Oltre ai dati dell’Eurostat, arriva anche una dichiarazione di Christine Lagarde, capo del FMI, pubblicata oggi sull’Handelsblatt: “Nel 2017 più fattori potrebbero contribuire ad una crescita più forte e più sostenibile a livello globale. Il FMI ritiene che una distribuzione dei redditi più equa rappresenti non solo una buona politica sociale, ma anche una buona politica economica”. Sottolineando: “Negli ultimi venti anni il reddito del 10% più ricco della popolazione è salito del 40%, mentre i ceti più deboli quasi non guadagnano”.
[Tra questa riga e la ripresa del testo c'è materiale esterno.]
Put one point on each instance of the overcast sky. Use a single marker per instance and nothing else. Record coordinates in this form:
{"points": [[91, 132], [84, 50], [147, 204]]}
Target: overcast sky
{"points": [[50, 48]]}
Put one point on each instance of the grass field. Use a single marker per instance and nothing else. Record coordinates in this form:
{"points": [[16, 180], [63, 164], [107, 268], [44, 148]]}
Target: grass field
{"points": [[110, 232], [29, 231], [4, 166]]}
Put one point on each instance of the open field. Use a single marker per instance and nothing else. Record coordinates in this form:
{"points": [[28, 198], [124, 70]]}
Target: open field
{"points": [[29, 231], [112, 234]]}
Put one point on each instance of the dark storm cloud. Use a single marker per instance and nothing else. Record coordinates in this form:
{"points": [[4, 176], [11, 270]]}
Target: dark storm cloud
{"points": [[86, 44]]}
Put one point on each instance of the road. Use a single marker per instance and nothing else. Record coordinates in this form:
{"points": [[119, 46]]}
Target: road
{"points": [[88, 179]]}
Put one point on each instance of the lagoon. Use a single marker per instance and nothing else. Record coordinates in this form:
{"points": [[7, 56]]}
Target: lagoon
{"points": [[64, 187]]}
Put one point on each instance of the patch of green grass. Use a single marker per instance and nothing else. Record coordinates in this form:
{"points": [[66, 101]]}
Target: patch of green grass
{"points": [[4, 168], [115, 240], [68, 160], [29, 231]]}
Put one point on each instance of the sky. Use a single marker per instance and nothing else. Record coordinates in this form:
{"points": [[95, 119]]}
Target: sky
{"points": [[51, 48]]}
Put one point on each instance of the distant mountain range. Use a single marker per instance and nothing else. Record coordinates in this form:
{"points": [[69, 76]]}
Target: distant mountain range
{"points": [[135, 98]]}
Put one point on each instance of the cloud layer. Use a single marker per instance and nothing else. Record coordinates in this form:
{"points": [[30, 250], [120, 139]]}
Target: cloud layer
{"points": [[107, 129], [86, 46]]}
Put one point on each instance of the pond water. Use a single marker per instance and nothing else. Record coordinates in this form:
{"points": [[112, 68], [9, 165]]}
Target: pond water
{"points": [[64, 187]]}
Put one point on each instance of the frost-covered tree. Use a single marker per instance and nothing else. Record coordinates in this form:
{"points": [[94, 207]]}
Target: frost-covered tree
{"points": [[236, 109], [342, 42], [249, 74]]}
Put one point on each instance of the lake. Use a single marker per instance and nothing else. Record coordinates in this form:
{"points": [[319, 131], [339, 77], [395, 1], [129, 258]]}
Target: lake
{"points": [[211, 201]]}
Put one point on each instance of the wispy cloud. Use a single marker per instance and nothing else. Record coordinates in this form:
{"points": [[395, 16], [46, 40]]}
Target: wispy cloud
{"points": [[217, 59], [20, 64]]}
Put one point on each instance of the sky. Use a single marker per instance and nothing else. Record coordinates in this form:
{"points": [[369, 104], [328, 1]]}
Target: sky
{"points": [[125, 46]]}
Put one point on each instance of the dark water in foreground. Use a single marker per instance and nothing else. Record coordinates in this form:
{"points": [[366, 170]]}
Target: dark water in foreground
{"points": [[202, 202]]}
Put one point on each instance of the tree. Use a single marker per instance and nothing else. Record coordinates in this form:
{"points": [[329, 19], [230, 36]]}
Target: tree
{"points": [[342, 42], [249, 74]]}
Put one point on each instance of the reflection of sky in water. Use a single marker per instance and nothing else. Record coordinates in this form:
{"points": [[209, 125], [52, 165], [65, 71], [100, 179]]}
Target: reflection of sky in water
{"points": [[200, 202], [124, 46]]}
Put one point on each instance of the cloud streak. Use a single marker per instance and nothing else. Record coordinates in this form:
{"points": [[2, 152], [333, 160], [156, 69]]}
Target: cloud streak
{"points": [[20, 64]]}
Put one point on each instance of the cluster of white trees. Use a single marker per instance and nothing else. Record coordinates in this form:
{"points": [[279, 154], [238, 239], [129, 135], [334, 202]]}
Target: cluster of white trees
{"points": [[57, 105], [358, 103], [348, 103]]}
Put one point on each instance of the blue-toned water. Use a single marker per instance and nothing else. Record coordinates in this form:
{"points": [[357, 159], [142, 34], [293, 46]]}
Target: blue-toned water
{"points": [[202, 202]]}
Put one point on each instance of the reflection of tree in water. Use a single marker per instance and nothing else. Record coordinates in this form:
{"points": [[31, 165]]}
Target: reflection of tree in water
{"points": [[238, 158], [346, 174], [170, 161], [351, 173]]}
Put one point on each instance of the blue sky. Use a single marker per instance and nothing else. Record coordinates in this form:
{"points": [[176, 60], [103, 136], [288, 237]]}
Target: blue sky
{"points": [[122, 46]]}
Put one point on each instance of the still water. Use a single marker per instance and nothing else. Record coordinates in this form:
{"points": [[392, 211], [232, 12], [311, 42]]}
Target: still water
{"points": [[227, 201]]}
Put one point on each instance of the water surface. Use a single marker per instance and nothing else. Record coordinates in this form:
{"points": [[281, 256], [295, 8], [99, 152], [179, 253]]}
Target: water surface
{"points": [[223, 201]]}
Ad una minoranza di persone che hanno la maggioranza delle ricchezze mondiali, la stragrande maggioranza della popolazione è diventata sempre più povera. Già quasi venti anni fa, un grande economista italiano, Paolo Sylos Labini sosteneva la necessità di fare una equa politica distributiva della ricchezza e dei redditi per uscire dalla crisi economica che allora era agli inizi.

Ci sarebbe anche per l’Italia qualche debole speranza di crescita per il 2017 anche se in misura dimezzata rispetto alla media dell’Eurozona. Lo direbbero i dati rilevati dall’Istat negli ultimi mesi del 2016, le rilevazioni fatte per l’Europa dall’Euristat e le valutazioni del FMI sull’economia globale. Crescita ancora insufficiente per risolvere i disagi sociali presenti.